Sin embargo, el dilema que encontramos con eso, si al no haber guerra tenemos paz. Todos sabemos que tal cosa no es cierta. Hoy no estamos sumergidos en conflicto bélico internacional, pero no podemos decir categóricamente que sea indicativo de la paz. La pregunta obligatoria sería: ¿Es la paz el resultado de la ausencia o mas bien de la presencia? Creo con todo convencimiento que la paz es mas bien el derivado de la presencia de aquello que nos hace sentir esperanzados, gozosos y amados. No puede haber paz cuando hay desesperanza, desconsuelo y odio en el corazón. En ese caso, la paz tiene que ver con lo que se hace palpable cuando pensamos que no hay posibilidades.
Al trasladarnos a los eventos que surgieron en Belén de Judea durante el nacimiento de Jesús, esto se pone más de manifiesto. Allí ocurrió uno de los eventos más extraordinarios que brindan lecciones de vida. Entre la tensión, la confusión y la opresión, vino el amor, la esperanza, el gozo y la paz. El cántico angelical en el nacimiento de Jesús fue: “Gloria a Dios en las alturas, y en la tierra paz a los que gozan de su buena voluntad” (Lucas 2:14, NVI). Al Cristo nacer, nos recuerda que podemos encontrar paz. La vida no queda en la tentación de ser presos del tiempo, las tareas de otros y logros que solo satisfacen nuestro ego. La paz es comprender que puede haber un mejor porvenir en medio de toda las cosas que atravesamos.

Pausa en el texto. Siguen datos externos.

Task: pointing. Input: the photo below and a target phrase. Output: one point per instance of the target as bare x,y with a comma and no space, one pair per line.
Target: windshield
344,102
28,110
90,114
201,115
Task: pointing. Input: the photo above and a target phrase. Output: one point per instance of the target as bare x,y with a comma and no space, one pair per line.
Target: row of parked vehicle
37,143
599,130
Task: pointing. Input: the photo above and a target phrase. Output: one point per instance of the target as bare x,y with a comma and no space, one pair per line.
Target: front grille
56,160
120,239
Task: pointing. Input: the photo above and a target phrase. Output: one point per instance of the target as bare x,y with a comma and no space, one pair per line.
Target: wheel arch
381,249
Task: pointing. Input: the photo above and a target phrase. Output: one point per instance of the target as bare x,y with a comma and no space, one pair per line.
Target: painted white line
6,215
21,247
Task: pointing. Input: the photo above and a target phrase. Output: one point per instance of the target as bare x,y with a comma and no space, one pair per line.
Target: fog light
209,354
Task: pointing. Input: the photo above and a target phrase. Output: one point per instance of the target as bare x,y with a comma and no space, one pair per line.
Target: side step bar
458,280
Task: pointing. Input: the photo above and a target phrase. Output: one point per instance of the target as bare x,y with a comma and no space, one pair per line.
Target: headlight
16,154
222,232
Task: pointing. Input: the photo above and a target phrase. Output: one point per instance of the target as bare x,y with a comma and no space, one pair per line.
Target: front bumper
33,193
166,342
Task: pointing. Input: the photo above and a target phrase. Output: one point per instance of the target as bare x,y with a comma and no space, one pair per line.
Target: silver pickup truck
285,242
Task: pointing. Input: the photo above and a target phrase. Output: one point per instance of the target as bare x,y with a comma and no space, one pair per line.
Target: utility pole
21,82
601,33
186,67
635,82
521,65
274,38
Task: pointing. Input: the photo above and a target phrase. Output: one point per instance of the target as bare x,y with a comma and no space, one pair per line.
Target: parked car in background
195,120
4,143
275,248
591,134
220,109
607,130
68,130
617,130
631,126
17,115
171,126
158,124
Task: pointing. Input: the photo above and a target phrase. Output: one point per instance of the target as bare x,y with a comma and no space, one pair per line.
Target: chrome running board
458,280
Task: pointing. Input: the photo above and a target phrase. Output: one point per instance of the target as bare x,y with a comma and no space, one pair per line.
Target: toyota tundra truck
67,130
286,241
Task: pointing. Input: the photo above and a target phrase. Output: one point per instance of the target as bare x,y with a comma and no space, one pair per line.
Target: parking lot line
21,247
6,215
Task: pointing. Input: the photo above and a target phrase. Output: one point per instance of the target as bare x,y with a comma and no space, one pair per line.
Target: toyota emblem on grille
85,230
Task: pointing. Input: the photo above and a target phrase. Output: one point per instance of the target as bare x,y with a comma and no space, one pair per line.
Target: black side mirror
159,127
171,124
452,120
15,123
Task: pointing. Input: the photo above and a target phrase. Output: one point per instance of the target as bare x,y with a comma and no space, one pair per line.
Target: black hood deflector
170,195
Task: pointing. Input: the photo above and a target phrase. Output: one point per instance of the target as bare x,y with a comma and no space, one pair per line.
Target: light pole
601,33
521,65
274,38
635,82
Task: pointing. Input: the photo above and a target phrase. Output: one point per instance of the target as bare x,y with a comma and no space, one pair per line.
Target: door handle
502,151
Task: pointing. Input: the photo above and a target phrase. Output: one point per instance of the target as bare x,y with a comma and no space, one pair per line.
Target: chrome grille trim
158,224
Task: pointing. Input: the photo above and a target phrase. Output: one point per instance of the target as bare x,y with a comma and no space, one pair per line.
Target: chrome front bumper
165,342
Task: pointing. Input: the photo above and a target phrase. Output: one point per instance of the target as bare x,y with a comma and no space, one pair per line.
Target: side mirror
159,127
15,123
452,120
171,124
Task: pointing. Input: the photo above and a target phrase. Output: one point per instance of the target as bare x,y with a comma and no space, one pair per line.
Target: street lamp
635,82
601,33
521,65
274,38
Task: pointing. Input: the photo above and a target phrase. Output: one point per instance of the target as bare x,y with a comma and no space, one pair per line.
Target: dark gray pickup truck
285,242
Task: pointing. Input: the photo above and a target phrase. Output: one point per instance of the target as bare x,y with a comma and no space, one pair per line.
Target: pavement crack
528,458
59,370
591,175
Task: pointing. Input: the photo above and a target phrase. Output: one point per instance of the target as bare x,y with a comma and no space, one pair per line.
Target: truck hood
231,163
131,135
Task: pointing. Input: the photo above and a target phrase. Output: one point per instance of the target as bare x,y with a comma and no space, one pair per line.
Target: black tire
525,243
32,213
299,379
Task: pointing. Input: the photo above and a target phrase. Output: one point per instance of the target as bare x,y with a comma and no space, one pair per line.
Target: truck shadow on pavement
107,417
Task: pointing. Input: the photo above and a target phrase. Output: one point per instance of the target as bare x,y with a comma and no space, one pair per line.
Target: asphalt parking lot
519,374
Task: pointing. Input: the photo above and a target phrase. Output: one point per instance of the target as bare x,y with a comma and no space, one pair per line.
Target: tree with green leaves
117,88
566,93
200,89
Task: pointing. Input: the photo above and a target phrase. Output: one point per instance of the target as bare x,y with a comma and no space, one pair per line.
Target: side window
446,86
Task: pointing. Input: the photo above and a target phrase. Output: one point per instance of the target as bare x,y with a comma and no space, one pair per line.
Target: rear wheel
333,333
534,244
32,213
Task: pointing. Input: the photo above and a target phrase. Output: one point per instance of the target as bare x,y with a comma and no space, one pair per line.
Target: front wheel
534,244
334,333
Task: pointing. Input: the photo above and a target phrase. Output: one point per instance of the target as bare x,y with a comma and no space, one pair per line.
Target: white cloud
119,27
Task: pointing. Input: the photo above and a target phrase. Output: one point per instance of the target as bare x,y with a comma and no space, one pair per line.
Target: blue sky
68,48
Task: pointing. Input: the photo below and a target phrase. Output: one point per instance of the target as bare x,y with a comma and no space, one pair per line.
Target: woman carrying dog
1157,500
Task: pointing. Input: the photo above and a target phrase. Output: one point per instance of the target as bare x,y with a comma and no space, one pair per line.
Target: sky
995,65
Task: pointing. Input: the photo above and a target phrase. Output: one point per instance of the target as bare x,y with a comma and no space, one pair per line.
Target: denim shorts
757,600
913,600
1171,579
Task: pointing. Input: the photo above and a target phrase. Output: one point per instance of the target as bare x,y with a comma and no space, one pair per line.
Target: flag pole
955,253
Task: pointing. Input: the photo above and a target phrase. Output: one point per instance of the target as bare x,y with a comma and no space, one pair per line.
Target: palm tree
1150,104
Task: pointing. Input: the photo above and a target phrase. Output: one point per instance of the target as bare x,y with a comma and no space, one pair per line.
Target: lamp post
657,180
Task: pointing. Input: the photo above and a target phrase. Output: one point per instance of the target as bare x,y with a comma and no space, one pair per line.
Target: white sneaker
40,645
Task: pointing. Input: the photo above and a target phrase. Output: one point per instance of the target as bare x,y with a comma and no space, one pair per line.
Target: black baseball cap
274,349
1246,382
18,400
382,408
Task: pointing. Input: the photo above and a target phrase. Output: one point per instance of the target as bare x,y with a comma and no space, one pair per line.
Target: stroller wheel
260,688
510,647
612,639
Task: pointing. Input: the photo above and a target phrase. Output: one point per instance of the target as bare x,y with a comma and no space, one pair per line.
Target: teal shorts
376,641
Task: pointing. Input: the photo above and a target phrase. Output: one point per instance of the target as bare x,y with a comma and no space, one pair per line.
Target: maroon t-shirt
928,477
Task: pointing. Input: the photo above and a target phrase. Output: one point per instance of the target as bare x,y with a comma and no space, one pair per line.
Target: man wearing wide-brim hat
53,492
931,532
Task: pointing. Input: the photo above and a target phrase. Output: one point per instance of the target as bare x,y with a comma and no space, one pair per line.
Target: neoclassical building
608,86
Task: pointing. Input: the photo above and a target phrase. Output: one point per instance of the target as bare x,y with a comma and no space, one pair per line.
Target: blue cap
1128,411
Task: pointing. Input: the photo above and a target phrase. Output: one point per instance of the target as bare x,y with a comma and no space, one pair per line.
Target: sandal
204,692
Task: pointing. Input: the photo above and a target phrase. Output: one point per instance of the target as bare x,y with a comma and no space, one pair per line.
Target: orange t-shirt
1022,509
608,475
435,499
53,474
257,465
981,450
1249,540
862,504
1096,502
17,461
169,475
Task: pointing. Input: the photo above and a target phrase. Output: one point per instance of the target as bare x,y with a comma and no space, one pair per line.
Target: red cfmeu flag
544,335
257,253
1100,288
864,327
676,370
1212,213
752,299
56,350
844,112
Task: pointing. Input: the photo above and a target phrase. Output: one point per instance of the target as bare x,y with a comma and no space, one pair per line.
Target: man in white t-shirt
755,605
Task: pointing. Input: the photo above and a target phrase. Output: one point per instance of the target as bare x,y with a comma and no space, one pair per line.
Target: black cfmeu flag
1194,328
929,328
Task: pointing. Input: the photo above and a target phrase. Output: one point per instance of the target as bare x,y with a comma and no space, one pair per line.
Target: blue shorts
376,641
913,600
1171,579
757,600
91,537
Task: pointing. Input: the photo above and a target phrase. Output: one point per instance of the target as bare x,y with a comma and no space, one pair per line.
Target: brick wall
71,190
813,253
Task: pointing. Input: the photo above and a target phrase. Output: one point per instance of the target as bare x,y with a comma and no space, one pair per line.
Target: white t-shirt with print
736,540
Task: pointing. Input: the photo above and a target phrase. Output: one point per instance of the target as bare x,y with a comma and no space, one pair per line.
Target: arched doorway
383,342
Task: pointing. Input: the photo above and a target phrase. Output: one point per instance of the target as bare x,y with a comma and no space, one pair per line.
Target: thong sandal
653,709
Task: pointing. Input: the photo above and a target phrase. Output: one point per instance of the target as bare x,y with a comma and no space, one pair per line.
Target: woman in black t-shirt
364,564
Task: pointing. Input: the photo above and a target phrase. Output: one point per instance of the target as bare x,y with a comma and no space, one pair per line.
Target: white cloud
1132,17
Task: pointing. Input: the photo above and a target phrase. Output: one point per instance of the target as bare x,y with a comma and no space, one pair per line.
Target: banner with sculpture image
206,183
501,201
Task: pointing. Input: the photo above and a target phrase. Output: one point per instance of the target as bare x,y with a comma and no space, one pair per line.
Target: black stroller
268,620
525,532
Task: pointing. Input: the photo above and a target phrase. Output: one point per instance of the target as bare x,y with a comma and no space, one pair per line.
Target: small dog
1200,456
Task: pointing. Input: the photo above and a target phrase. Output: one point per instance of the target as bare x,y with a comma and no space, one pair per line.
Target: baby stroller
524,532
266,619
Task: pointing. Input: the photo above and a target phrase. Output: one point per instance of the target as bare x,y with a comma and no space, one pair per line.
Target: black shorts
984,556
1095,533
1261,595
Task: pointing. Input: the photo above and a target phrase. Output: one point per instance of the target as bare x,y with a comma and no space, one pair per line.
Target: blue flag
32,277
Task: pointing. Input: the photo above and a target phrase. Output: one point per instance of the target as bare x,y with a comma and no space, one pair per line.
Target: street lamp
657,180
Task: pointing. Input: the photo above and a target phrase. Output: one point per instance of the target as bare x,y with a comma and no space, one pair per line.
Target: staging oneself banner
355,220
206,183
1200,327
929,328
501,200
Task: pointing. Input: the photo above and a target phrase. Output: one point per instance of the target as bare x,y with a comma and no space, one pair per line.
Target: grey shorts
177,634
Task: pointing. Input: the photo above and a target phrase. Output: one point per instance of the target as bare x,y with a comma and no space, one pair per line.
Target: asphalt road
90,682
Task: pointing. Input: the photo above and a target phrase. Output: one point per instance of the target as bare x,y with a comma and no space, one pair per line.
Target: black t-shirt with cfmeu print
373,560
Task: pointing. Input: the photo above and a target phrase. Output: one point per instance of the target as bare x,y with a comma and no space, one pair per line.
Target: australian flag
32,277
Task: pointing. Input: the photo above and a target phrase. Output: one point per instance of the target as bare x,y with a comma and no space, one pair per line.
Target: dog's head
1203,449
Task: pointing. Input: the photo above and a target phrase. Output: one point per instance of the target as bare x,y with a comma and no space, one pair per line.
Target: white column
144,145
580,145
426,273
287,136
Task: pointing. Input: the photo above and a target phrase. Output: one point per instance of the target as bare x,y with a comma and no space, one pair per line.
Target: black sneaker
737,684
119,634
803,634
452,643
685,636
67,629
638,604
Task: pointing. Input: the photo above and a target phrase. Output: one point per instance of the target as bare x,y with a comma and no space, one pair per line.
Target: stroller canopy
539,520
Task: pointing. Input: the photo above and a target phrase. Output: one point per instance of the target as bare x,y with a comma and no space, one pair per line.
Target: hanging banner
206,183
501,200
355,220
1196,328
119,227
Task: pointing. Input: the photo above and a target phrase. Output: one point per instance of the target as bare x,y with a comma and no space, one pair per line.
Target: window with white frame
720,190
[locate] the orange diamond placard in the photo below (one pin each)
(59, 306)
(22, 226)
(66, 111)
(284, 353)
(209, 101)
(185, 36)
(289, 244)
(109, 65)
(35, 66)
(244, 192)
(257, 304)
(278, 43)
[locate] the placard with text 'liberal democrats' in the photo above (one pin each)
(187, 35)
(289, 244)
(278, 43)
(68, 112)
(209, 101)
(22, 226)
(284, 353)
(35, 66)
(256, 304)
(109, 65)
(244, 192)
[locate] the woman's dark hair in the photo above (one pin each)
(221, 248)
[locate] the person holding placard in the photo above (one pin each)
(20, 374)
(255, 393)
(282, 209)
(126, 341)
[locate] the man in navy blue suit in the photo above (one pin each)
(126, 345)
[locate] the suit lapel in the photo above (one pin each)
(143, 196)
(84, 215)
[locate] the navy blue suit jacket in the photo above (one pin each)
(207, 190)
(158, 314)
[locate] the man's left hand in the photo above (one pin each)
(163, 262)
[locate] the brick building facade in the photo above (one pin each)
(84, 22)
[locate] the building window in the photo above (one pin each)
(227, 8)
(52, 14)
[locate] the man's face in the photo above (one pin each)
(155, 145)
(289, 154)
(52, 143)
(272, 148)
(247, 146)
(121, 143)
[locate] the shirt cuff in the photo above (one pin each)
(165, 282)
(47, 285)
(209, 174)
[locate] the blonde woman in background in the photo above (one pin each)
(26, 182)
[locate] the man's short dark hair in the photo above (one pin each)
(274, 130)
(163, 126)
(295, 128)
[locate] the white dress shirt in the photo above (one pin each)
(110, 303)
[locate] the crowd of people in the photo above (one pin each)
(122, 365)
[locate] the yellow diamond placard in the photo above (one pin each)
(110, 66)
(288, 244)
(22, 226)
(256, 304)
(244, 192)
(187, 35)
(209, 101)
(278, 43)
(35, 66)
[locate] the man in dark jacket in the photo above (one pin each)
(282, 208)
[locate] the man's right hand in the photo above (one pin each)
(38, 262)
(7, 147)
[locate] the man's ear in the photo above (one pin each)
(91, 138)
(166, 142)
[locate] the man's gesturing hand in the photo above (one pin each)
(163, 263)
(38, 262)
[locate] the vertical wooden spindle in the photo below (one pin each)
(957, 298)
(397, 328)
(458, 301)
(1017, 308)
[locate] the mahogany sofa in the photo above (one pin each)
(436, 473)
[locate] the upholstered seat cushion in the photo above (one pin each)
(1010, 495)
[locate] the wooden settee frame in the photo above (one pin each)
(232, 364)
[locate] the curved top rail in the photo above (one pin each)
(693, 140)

No queremos quedarnos en la idea que al haber ausencia ocurre la paz. Mas bien tiene que haber presencia de Dios en los pesebres que son excluidos por que no contienen la belleza que impresiona a los demás. Por eso al reconocer que Emanuel es Dios con nosotros, la presencia de Dios en medio nuestro no tiene que ver con lo ausente. Se necesita de un encuentro con el niño que el mismo ángel mensajero anunció que no había por que temer.
Tengamos paz. Cristo ha nacido. No hay por que temer. Dios es fiel a sus promesas para tu vida.